Let's see
Firmata implements a protocol. A protocol is an agreed upon method of exchanging data. If the sender and the receiver agree that <R,D,4> means that the packet starts with < and ends with >, that R means read, that D means digital, and the the value is the pin number to read, then reading the serial data is trivial. I've posted code to read start- and end-of-packet delimited code many times.
Parsing the serial data is trivial, too, since there is a consistent delimiter between tokens. I've posted code many times that illustrates how to use strtok() to parse data.
A simple if statement comparing the first token (the what to do command) to R is trivial. If the command is not R, then an else if to deal with S (set) is trivial.
The pin type and value need to be parsed, if the command is R, or the pin number and value need to be parsed, if the command is S. Trivial.
Having the pin type defines whether to call analogRead() or digitalRead(), if the command is R. The pin number to read is known. The return type is int, in both cases, so returning a value is the same in both cases.
If the command is S, the pin number (and a knowledge of the board) defines whether to call digitalWrite() or analogWrite(). Removing the knowledge of the board from the equation would be simple. Add another command, A, for analogWrite() and leave S strictly for digitalWrite(). Neither analogWrite() or digitalWrite() return a value, so there is nothing to return to the caller.
Actually putting this together in code is trivial.
One could decide that S for set is not a good idea, because S should be for servo. OK. So change S for set to W for write, and make S stand for servo.

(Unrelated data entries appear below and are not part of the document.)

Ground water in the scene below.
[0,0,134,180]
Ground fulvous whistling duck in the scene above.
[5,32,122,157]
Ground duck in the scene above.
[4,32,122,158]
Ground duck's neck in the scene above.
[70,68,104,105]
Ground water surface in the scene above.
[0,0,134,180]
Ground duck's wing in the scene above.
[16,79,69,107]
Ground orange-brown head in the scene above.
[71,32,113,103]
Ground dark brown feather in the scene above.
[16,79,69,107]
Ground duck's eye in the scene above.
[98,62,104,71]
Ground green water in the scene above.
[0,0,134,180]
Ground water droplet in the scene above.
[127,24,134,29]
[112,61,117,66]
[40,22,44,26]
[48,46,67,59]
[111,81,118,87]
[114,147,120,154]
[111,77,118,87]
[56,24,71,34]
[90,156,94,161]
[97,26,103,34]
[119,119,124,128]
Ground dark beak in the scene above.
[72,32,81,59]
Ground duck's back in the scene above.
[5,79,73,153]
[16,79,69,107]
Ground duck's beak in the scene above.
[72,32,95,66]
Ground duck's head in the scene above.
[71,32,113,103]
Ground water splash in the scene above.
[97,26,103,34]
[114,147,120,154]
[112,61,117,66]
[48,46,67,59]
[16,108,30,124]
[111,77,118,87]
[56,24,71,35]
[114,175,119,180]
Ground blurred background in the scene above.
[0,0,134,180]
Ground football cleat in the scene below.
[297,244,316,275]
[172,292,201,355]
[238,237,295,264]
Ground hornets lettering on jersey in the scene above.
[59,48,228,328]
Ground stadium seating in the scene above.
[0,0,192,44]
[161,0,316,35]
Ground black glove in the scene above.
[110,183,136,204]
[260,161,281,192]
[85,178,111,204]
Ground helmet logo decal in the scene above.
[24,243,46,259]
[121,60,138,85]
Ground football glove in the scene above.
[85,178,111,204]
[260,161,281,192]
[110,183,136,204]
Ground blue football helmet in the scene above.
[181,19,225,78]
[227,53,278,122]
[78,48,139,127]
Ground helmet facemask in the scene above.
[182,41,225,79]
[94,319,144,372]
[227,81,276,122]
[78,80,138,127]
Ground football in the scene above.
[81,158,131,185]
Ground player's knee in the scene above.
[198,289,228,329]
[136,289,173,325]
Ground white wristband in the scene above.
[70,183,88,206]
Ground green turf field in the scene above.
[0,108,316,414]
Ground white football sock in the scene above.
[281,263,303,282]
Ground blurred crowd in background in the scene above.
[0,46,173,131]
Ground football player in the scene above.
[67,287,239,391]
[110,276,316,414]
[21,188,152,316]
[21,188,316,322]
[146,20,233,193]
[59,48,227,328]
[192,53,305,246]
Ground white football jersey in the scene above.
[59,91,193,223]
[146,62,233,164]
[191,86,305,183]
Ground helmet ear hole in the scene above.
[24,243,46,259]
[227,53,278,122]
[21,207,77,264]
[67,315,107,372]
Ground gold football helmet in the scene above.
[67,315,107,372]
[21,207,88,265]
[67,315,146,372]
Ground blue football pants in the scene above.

So, now we have a 4 commands - R (read), W (write digital), A (write analog), and S (servo N to position P). Each is followed by two arguments - pin type and pin number or pin number and value. As illustrated, implementation is pretty easy.
What else would you want a PC application to be able to make the Arduino do?
Actually doing the implementation of the Arduino code could be done, and tested, in 30 minutes.
A drink and a nap, and then we'll tackle the PC side. That won't take but about 10 minutes.